第二幕、御三家の嘲笑



「で、どうするの?」

「……私に鹿島くんの指名役員になれっていってるの?」


 指名役員について、飯田さんに聞いて生徒会役員ヒエラルキーの第二位に位置することは知っている。それ以外には、以前蝶乃さんに誘われた時に聞かされた情報。要は絶対服従の秘書だ。


「……随分、性格が悪いね、鹿島くん。御三家の仲間の一人を自分の秘書にしようとか」

「何を早とちりしてるの? まだ指名役員にするなんて一言も言ってないだろ?」


 何……? 鹿島くんの言葉に眉を顰めるも、それ以外に就く役職は思いつかない。無名役員というのも考えられるけど、無名役員は生徒会に虐げられることがないだけの肩書で、役職とは少し違う。だから“生徒会への勧誘”という形をとることには違和感がある。希望役員は寄付金の多寡が問題になるけれど、私の家は一切寄付をしていないしする予定もない。指定役員になるためには生徒の支持が必要だけれど、御三家はさておき私個人にそんな人望はない。

 訝しみ続ける私に、ふ、と鹿島くんは笑った。窓際を離れて此方へ歩み寄って来る。逃げ場はない。十秒と経たないうちに鹿島くんは私の目の前に立つ。

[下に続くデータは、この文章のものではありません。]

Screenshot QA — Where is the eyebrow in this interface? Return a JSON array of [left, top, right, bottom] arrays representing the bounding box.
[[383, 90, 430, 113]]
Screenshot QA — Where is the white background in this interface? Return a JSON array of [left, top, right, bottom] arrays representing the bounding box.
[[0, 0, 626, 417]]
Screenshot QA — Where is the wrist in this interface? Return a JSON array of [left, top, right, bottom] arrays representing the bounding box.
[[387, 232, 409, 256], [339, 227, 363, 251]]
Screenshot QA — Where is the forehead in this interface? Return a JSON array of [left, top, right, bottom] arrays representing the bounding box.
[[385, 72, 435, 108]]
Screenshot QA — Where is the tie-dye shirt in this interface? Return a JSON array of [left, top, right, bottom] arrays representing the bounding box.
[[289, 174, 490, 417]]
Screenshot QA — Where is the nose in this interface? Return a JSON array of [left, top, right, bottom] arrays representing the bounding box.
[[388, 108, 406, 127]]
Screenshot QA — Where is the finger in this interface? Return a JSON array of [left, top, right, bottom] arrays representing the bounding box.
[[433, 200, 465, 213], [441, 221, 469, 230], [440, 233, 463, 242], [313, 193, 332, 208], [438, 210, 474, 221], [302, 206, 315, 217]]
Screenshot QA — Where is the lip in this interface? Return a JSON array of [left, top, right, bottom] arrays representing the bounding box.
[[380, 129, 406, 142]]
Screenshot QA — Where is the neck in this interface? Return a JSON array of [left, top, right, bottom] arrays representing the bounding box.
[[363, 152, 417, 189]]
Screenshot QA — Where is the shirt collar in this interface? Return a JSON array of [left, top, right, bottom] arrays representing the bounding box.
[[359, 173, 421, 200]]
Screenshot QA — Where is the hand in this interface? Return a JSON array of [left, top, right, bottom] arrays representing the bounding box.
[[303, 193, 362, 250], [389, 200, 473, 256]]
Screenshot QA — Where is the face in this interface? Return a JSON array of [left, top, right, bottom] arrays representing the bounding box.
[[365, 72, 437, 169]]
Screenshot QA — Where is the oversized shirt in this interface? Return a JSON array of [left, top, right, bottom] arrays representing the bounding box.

「俺は次期も引き続き生徒会長を務める予定だけれど、今期の生徒会組織を引き継ぐつもりはない。具体的な構想はまだ練ってる途中だけれど、金持ち至上主義の生徒会組織はもうすぐ終わるよ」


 終わる? 金持至上主義の生徒会が?

『最近の希望役員の行動は目に余るものがあるな。人数が増えると目が行き届かない。その方策は考えてる途中だよ』


 確かに、初めて会ったときに鹿島くんはそう口にした。その方策が、金持ち至上主義の生徒会組織の解体? でも金持ち至上主義の生徒会は発足してまだ一年足らずだ。


「そんな毎年毎年組織改革を断行できるのか、って言いたげだね? できるとも。一度絶対的な権力を手にさえすれば、だけどね」


 ――そういうことか。透冶くんの事件を隠蔽することが、金持ち至上主義の生徒会にした理由の少なくとも一つであったことは本当かもしれない。でもそれだけじゃない。ひとたび金持ち至上主義にしてしまえば、その中でトップに君臨する金持ちが組織を掌握することは容易い。人望なんて目に見えにくいものを土台にするより、金という目に見えるものを土台にするほうが、短期的には確実だ。